TELLURIDE – It has only been a few weeks since the new Telluride Horror Show extravaganza, featuring films on all things dark and macabre, was added to Telluride’s official event calendar, but according to founder and director Ted Wilson, it’s already exceeding his expectations.
“I thought it would take a few years to get established,” to draw some of the hottest-ticket items on the independent horror film circuit, Wilson said.
Somewhat to his surprise, however, the newest addition to Telluride’s thriving festival scene, strategically scheduled from Oct. 15-17 to land smack dab in the middle of the town’s fall lull when Wilson hopes it will prove an economic boon in a notoriously slow time of year, has hit the ground running.

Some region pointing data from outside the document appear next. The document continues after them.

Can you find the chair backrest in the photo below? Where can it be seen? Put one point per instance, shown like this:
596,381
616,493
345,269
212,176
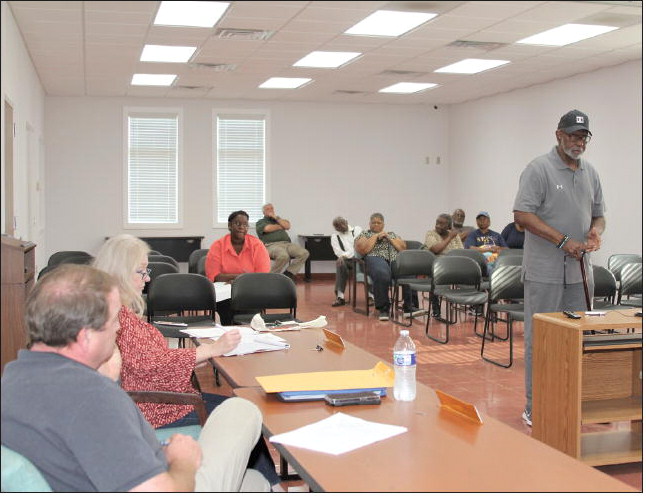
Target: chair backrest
413,262
508,260
506,283
181,292
605,284
163,258
61,256
413,245
618,260
157,269
19,475
515,252
201,266
194,258
474,255
631,279
263,290
456,270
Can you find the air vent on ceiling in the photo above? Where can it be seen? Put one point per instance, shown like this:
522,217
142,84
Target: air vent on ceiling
480,45
612,19
242,34
193,88
397,73
212,67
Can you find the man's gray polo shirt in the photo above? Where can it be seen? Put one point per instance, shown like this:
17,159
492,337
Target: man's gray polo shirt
564,199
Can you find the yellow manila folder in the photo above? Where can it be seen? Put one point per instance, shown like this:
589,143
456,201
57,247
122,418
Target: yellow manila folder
380,376
459,407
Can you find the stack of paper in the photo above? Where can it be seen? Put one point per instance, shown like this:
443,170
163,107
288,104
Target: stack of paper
338,434
251,341
258,324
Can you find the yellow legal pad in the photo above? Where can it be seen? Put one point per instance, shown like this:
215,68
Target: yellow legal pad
380,376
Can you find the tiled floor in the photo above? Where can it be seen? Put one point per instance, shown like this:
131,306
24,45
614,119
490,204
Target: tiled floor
455,367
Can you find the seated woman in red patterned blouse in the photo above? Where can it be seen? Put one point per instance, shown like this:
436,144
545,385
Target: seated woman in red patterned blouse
147,361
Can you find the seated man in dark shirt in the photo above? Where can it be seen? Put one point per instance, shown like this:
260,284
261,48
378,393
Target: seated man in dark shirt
272,230
81,430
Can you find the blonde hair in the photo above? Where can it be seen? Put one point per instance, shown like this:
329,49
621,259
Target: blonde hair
121,256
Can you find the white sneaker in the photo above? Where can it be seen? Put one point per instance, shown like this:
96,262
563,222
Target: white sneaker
527,417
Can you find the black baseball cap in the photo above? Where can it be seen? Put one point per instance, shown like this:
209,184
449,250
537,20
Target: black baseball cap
574,120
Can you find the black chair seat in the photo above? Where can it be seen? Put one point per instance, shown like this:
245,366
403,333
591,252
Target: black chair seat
263,291
506,307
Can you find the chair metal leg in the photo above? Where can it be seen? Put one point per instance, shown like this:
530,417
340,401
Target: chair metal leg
510,335
395,306
284,471
447,323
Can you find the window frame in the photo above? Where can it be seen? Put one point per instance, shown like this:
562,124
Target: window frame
153,112
235,112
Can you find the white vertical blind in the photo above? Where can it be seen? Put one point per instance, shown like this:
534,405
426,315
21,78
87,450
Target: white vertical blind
240,156
152,169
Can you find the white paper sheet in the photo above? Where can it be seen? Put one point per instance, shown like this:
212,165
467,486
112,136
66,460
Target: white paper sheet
222,291
338,434
258,324
251,341
257,343
214,332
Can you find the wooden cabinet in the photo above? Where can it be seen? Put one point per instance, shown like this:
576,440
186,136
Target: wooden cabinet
18,275
582,381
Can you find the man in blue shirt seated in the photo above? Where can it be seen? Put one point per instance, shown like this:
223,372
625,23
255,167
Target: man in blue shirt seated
484,239
488,242
81,430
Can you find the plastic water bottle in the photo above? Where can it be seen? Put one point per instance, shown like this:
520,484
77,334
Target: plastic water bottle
405,359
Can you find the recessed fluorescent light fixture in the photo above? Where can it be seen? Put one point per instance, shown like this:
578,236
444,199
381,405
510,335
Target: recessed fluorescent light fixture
163,53
472,66
326,59
389,23
193,14
153,79
407,87
566,34
284,83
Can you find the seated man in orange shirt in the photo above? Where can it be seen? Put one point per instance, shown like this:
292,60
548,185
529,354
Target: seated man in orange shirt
235,254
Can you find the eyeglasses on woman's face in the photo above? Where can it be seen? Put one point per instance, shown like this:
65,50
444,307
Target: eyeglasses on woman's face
144,272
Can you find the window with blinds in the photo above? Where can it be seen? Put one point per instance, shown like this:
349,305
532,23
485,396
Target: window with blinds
153,169
240,165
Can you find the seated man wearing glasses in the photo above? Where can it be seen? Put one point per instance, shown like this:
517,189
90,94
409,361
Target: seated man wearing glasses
234,254
272,230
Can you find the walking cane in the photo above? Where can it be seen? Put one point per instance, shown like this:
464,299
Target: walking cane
585,283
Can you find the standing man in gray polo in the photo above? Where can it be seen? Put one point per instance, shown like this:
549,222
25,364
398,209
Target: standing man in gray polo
560,204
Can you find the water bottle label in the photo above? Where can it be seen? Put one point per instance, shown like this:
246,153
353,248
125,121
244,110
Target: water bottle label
404,359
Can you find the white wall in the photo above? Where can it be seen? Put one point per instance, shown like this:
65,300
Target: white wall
493,139
21,88
324,160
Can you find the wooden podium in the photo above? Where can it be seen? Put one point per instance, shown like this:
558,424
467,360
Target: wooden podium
581,380
18,274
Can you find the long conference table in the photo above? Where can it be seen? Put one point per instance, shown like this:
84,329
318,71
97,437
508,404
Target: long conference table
439,452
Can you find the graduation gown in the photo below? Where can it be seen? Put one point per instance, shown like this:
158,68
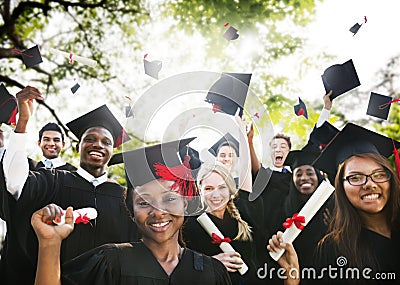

“We’re getting films I never expected we’d get at this point,” Wilson coyly referred to topnotch cuts already on the schedules at other distant and more established festivals. But he declined to identify those films for just now.
While the Telluride Film Festival and Mountainfilm have already put Telluride squarely on filmmakers’ festival maps, “unquestionably” lending serious credibility to Wilson’s efforts, he said, another reason Wilson believes he is attracting talent he didn’t expect is simply because Telluride is cool.
“A lot of them have been here already and they really want to show their films here,” he said.
Wilson would admit to only one big name score on his festival schedule that is still very much in development. (He’s still accepting submissions). Bitter Feast, written and directed by Joe Maggio, is about a celebrity television chef who seeks revenge against the influential food blogger responsible for dealing a deathblow to his career. It premiered in June at the Los Angeles Film Festival to rave reviews.
Joining Bitter Feast on the confirmed features list are: The Book of Zombie directed by Scott Kragelund, Paul Cranefield and Erik Van Sant; Broken Springs: Shine of the Undead Zombie Bastards, directed by Neeley Lawson; I Didn’t Come Here to Die, directed by Bradley Scott Sullivan; Someone’s Knocking At the Door, directed by Chad Ferrin; and Strigoi directed by Faye Jackson.
Confirmed film shorts include: Attack, directed by Adam White; Cockpit: The Rule of Engagement, directed by Jesse Griffith; Demiurge Emesis, directed by Aurelio Voltaire; Enigma, directed by the Shumway Brothers; and Mutantland, directed by Phil Tippett.
Wilson has also scored two high profile horror-genre guests for his inaugural festival.
Horror genre entertainment magazine Fangoria editor-in-chief Chris Alexander will act as the event’s guest host and lead filmmaker question and answer sessions, while special effects make-up artist (think Titanic and icicle-covered corpses) and “The Tales of Bloody Mary” comic book creator Bobbie Weiner (a.k.a. Bloody Mary) will host a Sunday morning “Zombie Brunch” at the Sheridan Opera House.
To ensure that every festival pass holder gets into one of the two films being screened per timeslot at the Nugget Theatre or the Sheridan Opera House, the festival will not be oversold. A pass guarantees a seat in one of the two locations, but not necessarily at one’s first choice of program.
A limited number of three-day festival passes are now on sale at the early bird price of $120, representing a $30 savings over the regular pass price of $150.